We all have stories about the one that got away. The girl (or guy), the fish, the house and in this case the car.  But sometimes with a few decades of perspective that turns out to have been a good thing.

Mid 80’s, I was 16 or 17 driving home from downtown with a friend when we passed a Dodge dealership.

“Hey, wasn’t that an old Road Runner there beside the building?” We circled back for a closer look.

It was not a Road Runner. It was a 1971 GTX, a car we’d read about but never seen in person.

 

We got out and examined the car in detail. It was badged as a 440 six pack, but under the hood the 440 was wearing an Edelbrock Tarantula intake with an enormous Holley four barrel carb. It had the Air Grabber hood, pistol grip shifter for the four speed, and Dana limited slip rear end.

 

It also had jacked up rear springs, G60-15 rear tires on chrome kidney bean rims, rear quarter rust and the general appearance of being ridden hard and put away wet. But to us the car practically had a glowing aura around it, and the rising chorus of angel voices told us what we must do.

Just then a salesman came around the corner, to see these two shaggy haired teens crawling over the GTX. He started it up for us and it ran well with a lumpy idle and a bit of blue smoke. He told us that they weren’t sure what they were going to do with the car, but might let it go for $1,200.

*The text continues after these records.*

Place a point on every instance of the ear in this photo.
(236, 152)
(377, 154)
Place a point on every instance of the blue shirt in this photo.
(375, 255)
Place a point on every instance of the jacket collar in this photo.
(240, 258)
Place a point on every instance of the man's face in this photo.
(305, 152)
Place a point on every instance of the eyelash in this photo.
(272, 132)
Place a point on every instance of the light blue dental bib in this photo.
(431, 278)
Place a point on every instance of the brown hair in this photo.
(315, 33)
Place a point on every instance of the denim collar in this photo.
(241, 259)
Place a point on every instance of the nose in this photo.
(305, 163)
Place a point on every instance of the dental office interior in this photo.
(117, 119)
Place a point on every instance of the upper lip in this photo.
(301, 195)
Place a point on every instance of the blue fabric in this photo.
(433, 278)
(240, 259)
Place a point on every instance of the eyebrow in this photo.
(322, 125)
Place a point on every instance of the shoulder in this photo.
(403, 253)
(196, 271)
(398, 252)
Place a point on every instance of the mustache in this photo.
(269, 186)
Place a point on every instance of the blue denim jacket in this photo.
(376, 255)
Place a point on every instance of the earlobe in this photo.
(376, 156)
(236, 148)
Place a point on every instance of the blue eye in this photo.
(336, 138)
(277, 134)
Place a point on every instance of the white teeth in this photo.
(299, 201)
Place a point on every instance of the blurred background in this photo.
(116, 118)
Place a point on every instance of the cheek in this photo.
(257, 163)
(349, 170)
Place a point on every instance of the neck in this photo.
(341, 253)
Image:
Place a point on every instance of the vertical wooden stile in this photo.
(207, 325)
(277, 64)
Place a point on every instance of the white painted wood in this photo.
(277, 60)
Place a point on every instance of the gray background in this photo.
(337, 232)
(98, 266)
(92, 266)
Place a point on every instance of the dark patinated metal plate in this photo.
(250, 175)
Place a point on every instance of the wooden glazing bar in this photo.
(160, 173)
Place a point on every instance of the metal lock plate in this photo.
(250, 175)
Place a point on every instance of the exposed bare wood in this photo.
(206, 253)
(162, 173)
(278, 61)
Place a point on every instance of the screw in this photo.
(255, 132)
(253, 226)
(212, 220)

Twelve hundred dollars! Between the two of us we figured we had that much money. The rest of the afternoon was spent checking bankbooks and counting change, but in the end we came up short.

We approached our parents, and you can imagine how that went. My friend’s father called the dealership and gave them a blast over trying to sell such a powerful car to a couple of kids with no money. My friend did get some benefit out of the fiasco because his father later helped him obtain a $150 Chevy Impala which was a much more appropriate first car.

 

In reality we may have crashed the GTX within minutes, or sunk all our future college money into it, or fought over whose car it actually was.

I’m 51 now and I could afford a GTX if I wanted it badly enough, but these days my automotive tastes run cheaper and slower. That way I can have my classic car enjoyment along with the other things in life that matter more. Now I mostly look back on the episode as an enjoyable memory, a little bit of “What if?” but with considerable relief that we didn’t succeed.

What’s the one that got away from you, and do you have any regrets?